Ele só tá querendo te comer
Entre os muitos segredos da humanidade trancafiados em cofre inviolável e antiatômico, estão o porquê de o pão sempre cair com o lado da geleia para baixo, a lógica que explica o hábito de abaixar o volume do rádio do carro enquanto se procura por uma vaga, e o motivo pelo qual você, mulher, concretizou todas estas suas brilhantes conquistas na vida. Da vaga de emprego ao assento no metrô, passando pelo seu salário e o desconto no boleto do celular, tudo tem a mesma explicação: é só porque um cara está querendo te comer.
Eu sei que você não sabia disso. Ninguém sabia, na verdade, e isso porque há uma grande conspiração pra que a gente siga achando que alcança as coisas por capacidade. Por inteligência, estudo, por talento. Que bobagem. Foi essa sua xoxota, menina, que te trouxe onde você está agora. Foi de olho apenas nela que homens e mais homens te abriram portas, te assinaram contratos e te estenderam a mão ao longo do caminho, fazendo você ser quem você é hoje.
Veja meu caso, por exemplo, uma jornalista até da bacana, com certa aptidão para a apuração e a escrita, 20 anos na praça, e pela segunda vez na carreira sentada aqui à mesa do maior jornal do país. Esforço? Não, pepeca mesmo, pelo que disseram.
A delação se deu assim, para resumir: semana passada, um homem me elogiou profissionalmente, eu contei sobre o elogio a outro homem amigo, este outro homem amigo me explicou que, na verdade, quando opinou sobre meu talento, o homem original não queria me encorajar, mas, sim, apenas transar comigo (se esse texto ficou confuso chame um homem e peça ajuda que ele te explica).
E a piada toda acaba aqui – a minha, porque a anedota masculina ainda vai demorar muito pra terminar. Até lá, a gente até pode fazer um texto ou outro tirando onda de costumes excêntricos como este, de reduzir mulheres aos seus sexos e o que eles podem oferecer ao mundo, mas, fora as colunas, na vida prática não dá mais para brincar com um assunto assim.
Chega de fingir que a gente não se importa. Com medo de perder o amigo, o emprego, o namorado, ou qualquer oportunidade importante que seja, acabamos engolindo, em silêncio, o que de engraçado não tem nada, e só faz agredir gratuitamente.
Quando alguém nos diz que algo que conquistamos veio apenas porque um homem quer nos levar pra cama, a violência maior contida nessa fala não é a ofensa em si, mas, sim, a consequência que ela traz consigo, de fazer com que a gente se questione, duvidando da nossa própria capacidade. Será mesmo que eu só consegui esse salário porque meu chefe quer me comer?

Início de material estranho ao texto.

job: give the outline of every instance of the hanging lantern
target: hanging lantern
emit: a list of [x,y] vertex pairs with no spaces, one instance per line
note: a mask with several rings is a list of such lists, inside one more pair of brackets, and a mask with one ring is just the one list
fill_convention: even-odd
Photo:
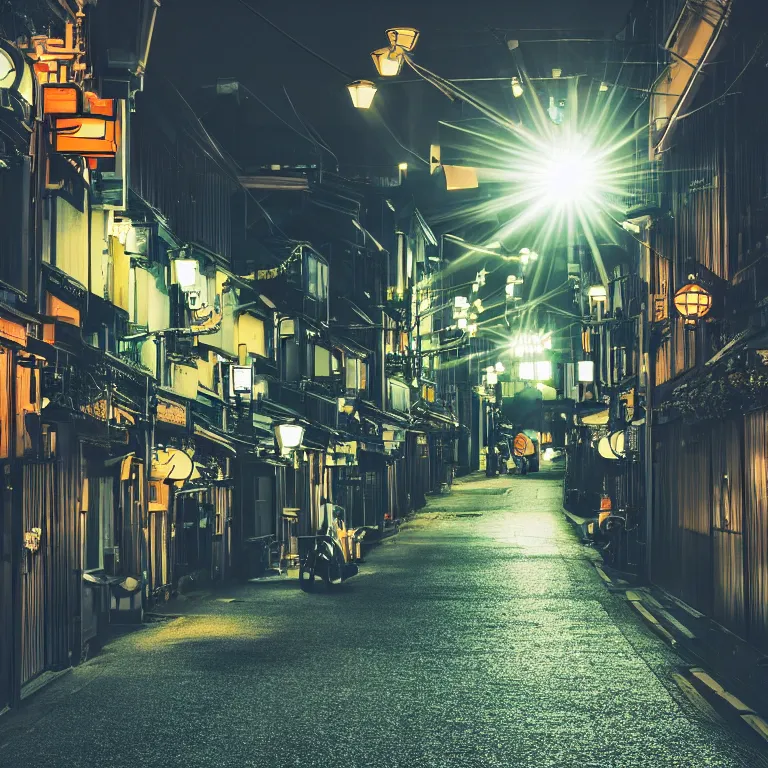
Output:
[[519,99],[523,95],[523,84],[520,82],[519,77],[512,78],[512,95]]
[[397,77],[403,68],[404,51],[401,47],[379,48],[371,54],[376,71],[382,77]]
[[355,80],[347,86],[347,90],[356,109],[368,109],[376,95],[376,84],[370,80]]
[[413,27],[393,27],[387,30],[387,37],[393,48],[400,47],[412,51],[419,41],[419,30]]
[[696,282],[695,275],[688,275],[688,282],[675,294],[675,309],[686,328],[696,328],[712,309],[712,294]]
[[623,459],[626,456],[624,432],[611,432],[607,437],[601,437],[597,443],[597,452],[610,461]]

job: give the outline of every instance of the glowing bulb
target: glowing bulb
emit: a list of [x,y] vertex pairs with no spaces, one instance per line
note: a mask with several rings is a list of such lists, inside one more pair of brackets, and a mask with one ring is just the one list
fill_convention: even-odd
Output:
[[512,95],[519,99],[523,95],[523,86],[520,84],[519,77],[512,78]]
[[594,195],[597,168],[588,147],[553,147],[539,179],[542,194],[556,205],[572,205]]

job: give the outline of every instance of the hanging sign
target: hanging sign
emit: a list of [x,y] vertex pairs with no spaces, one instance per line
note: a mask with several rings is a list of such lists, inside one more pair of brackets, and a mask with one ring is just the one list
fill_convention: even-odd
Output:
[[176,427],[187,426],[187,407],[164,397],[157,398],[157,420]]

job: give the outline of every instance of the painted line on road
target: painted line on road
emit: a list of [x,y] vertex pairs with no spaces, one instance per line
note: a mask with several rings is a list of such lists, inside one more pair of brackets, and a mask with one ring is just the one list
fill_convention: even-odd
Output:
[[597,575],[606,583],[613,586],[613,582],[611,581],[611,577],[599,566],[595,566],[595,570],[597,571]]
[[741,719],[753,730],[758,733],[766,741],[768,741],[768,723],[763,720],[759,715],[745,714],[741,716]]
[[639,601],[630,600],[629,604],[670,644],[677,645],[677,640],[659,623],[659,620]]
[[699,712],[713,723],[722,723],[723,718],[717,713],[717,710],[694,688],[690,680],[683,677],[679,672],[672,673],[672,679],[677,683],[677,687],[683,692],[688,701],[693,704]]
[[697,680],[704,683],[707,688],[716,693],[721,699],[727,701],[737,712],[745,715],[754,715],[752,707],[748,707],[741,699],[726,691],[725,688],[712,677],[712,675],[708,674],[700,667],[691,667],[691,674]]
[[643,593],[643,598],[646,602],[648,602],[654,610],[663,616],[683,637],[688,638],[688,640],[695,640],[696,635],[691,632],[688,627],[685,626],[681,621],[678,621],[653,595],[649,594],[648,592]]

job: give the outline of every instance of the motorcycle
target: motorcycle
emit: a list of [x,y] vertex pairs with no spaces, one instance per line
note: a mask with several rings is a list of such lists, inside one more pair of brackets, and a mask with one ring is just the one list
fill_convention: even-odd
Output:
[[328,589],[352,578],[359,572],[359,560],[364,530],[349,530],[344,523],[343,509],[333,504],[324,505],[326,514],[312,545],[299,567],[299,586],[311,592],[315,583],[324,581]]

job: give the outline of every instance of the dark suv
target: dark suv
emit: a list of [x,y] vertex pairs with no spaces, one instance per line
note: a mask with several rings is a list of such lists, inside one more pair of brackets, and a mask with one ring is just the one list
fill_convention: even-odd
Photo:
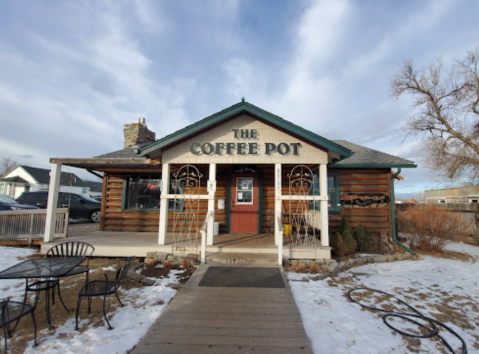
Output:
[[[24,192],[15,199],[20,204],[36,205],[46,209],[48,192]],[[58,208],[69,208],[71,219],[90,219],[92,222],[100,222],[101,203],[87,196],[75,193],[58,193]]]

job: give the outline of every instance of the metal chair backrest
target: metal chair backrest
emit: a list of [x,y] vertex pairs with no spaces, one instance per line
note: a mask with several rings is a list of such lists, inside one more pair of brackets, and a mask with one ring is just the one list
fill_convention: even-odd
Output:
[[136,257],[126,258],[126,262],[123,265],[123,267],[120,266],[120,261],[121,260],[118,261],[118,268],[116,270],[116,277],[115,277],[115,282],[117,283],[118,287],[120,287],[121,282],[123,281],[123,279],[125,279],[126,274],[130,270],[130,267],[131,267],[131,265],[132,265],[132,263],[134,262],[135,259],[136,259]]
[[50,248],[46,256],[47,257],[74,257],[84,256],[91,257],[95,251],[95,247],[86,242],[70,241],[59,243],[56,246]]

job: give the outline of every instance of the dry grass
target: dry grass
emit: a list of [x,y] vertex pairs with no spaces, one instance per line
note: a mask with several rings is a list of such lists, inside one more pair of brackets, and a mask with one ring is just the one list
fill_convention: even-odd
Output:
[[148,262],[146,262],[146,264],[150,267],[154,267],[160,263],[161,262],[158,259],[150,259]]
[[311,264],[309,267],[306,264],[299,264],[296,266],[290,266],[285,268],[286,272],[293,272],[293,273],[311,273],[317,274],[321,273],[321,267],[317,263]]
[[317,263],[311,264],[309,271],[313,274],[319,273],[319,265]]
[[421,252],[443,252],[458,234],[460,222],[458,215],[434,204],[398,211],[399,230],[408,235],[411,248]]
[[171,269],[171,262],[163,261],[163,268],[170,270]]
[[[37,256],[34,256],[37,257]],[[42,256],[43,257],[43,256]],[[102,268],[108,268],[113,266],[116,269],[117,259],[106,259],[106,258],[92,258],[90,260],[90,275],[89,280],[104,280],[105,277],[103,274],[107,274],[109,279],[115,278],[115,271],[107,270],[104,271]],[[58,328],[63,325],[68,319],[75,318],[76,305],[78,300],[78,293],[83,285],[85,285],[85,275],[76,275],[72,277],[62,278],[61,281],[61,294],[63,302],[67,306],[70,312],[67,312],[58,296],[55,296],[55,304],[50,305],[50,317],[51,323]],[[141,284],[125,278],[122,283],[122,287],[119,291],[120,299],[122,299],[125,305],[128,305],[128,302],[125,303],[122,298],[122,289],[129,290],[132,288],[139,288]],[[23,288],[23,287],[22,287]],[[57,295],[57,294],[55,294]],[[34,303],[34,296],[31,295],[28,297],[28,303]],[[94,327],[105,326],[102,310],[102,298],[93,299],[91,313],[88,314],[87,311],[87,301],[82,301],[82,306],[80,309],[80,320],[87,320],[88,325],[82,324],[80,326],[80,332],[85,331],[89,325]],[[46,320],[46,310],[45,310],[45,294],[40,294],[39,302],[37,309],[35,310],[35,320],[37,323],[37,340],[40,343],[42,341],[42,336],[40,333],[43,331],[43,334],[53,334],[55,333],[55,328],[50,329],[47,320]],[[120,304],[115,296],[107,297],[107,313],[112,313]],[[63,336],[73,336],[74,333],[62,334]],[[3,338],[1,338],[3,341]],[[25,316],[20,320],[18,327],[15,329],[12,338],[8,340],[8,353],[10,354],[20,354],[23,353],[27,347],[28,341],[33,340],[33,324],[30,316]]]

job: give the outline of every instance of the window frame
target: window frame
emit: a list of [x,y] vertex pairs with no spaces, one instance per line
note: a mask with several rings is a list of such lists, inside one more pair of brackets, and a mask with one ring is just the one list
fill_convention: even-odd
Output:
[[[319,173],[315,175],[315,181],[317,181],[318,188],[314,188],[315,195],[320,195],[321,191],[321,184],[319,183]],[[334,184],[334,200],[331,203],[331,206],[328,206],[328,214],[340,214],[341,213],[341,201],[340,201],[340,193],[339,193],[339,172],[328,172],[328,186],[329,186],[329,178],[333,178]],[[315,181],[313,181],[314,184]],[[316,187],[316,186],[315,186]],[[328,187],[329,188],[329,187]],[[328,194],[328,193],[327,193]],[[329,199],[328,199],[329,201]],[[321,202],[313,202],[312,209],[321,211]]]
[[[240,202],[238,201],[238,192],[241,190],[238,189],[240,179],[251,179],[251,202]],[[250,190],[247,190],[250,192]],[[236,195],[235,195],[235,202],[237,205],[253,205],[254,204],[254,177],[236,177]]]
[[[128,187],[129,187],[129,184],[130,184],[130,178],[141,177],[141,176],[153,176],[153,175],[154,174],[152,174],[152,173],[130,173],[130,174],[125,175],[123,177],[123,193],[122,193],[122,197],[121,197],[121,210],[122,211],[132,211],[132,212],[142,212],[142,211],[151,212],[151,211],[154,211],[154,212],[159,212],[161,210],[161,194],[163,193],[163,191],[161,191],[161,190],[160,190],[160,203],[158,204],[158,208],[133,209],[133,208],[128,208],[127,207]],[[155,179],[158,179],[158,180],[161,181],[161,174],[159,176],[160,176],[160,178],[155,178]],[[173,174],[170,173],[170,181],[171,181],[172,177],[173,177]],[[170,183],[170,190],[171,190],[171,183]],[[169,202],[168,202],[168,211],[183,211],[183,204],[184,204],[184,200],[180,199],[179,207],[178,208],[174,208],[174,207],[172,208],[172,207],[169,207]]]

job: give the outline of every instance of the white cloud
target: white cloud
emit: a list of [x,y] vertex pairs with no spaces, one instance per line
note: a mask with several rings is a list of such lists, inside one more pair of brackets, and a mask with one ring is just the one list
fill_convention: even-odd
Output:
[[389,78],[403,59],[460,57],[479,35],[477,5],[462,0],[28,4],[0,13],[0,158],[38,164],[120,149],[138,117],[162,137],[243,96],[419,162],[397,133],[408,107],[388,97]]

Não, garota. O que você ganhou e tem é mérito todo seu. Até porque não há mulher no mundo, por mais reluzente que sua buceta seja, que se sustente em um lugar que não lhe pertence, em uma posição da qual não dê conta.
Tive um namorado que, religiosamente, a cada êxito que se apresentava na minha trajetória, menosprezava meu momento usando essa frase clássica. Não importava o que eu tivesse conseguido, obviamente era só porque alguém estava de olho em uma trepada.
No caso dele, era porque se tratava de um homem brutalmente inseguro, e que no fundo se achava incapaz, ele mesmo, de conseguir coisas por mérito próprio, entendendo, assim, que a lógica se aplicaria igual para todo mundo.
Não sei explicar por que outros homens ainda perpetuam esta visão deturpada e este hábito escroto, se é porque, como fazia meu ex (e os ex de outras tantas amigas, que eu sei), precisam que a gente se sinta péssima para não querer nunca ir embora do lado deles, temerosas do futuro sem suas companhias. Mas sei que, conforme amadureço e aprendo mais sobre mim e sobre nós todas juntas, já entendo que, pode até ainda doer na hora do tiro, quando um paspalho abre a boca pra me alvejar com este absurdo, mas que não cabe mais eu duvidar das minhas qualidades por causa da opinião alheia.
Aprendi essa lição. E ela mostra que, quando um homem fala assim de outro, isso diz muito mais sobre ele próprio do que sobre aquele que virou assunto – e que, de mim, sem dúvida, absolutamente nada diz.